CT-ICP: Real-time Elastic LiDAR Odometry with Loop Closure
Pierre Dellenbach, Jean-Emmanuel Deschaud, Bastien Jacquet,, Fran\c{c}ois Goulette

TL;DR
This paper introduces CT-ICP, a real-time LiDAR odometry method that improves accuracy and robustness by combining continuous scan matching with a novel loop closure technique, enabling effective SLAM in dynamic environments.
Contribution
The paper presents a novel continuous-time ICP approach with elastic scan distortion and a fast loop detection method for LiDAR SLAM, achieving real-time performance and high accuracy.
Findings
Achieved 0.59% RTE on KITTI odometry benchmark.

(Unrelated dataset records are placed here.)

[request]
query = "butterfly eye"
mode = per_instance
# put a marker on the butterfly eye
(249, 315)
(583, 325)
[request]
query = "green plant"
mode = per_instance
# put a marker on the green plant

Operates at 60ms per scan on a single CPU thread.
Demonstrated robustness across diverse datasets and scenarios.
Abstract
Multi-beam LiDAR sensors are increasingly used in robotics, particularly with autonomous cars for localization and perception tasks, both relying on the ability to build a precise map of the environment. For this, we propose a new real-time LiDAR-only odometry method called CT-ICP (for Continuous-Time ICP), completed into a full SLAM with a novel loop detection procedure. The core of this method, is the introduction of the combined continuity in the scan matching, and discontinuity between scans. It allows both the elastic distortion of the scan during the registration for increased precision, and the increased robustness to high frequency motions from the discontinuity. We build a complete SLAM on top of this odometry, using a fast pure LiDAR loop detection based on elevation image 2D matching, providing a pose graph with loop constraints. To show the robustness of the method, we…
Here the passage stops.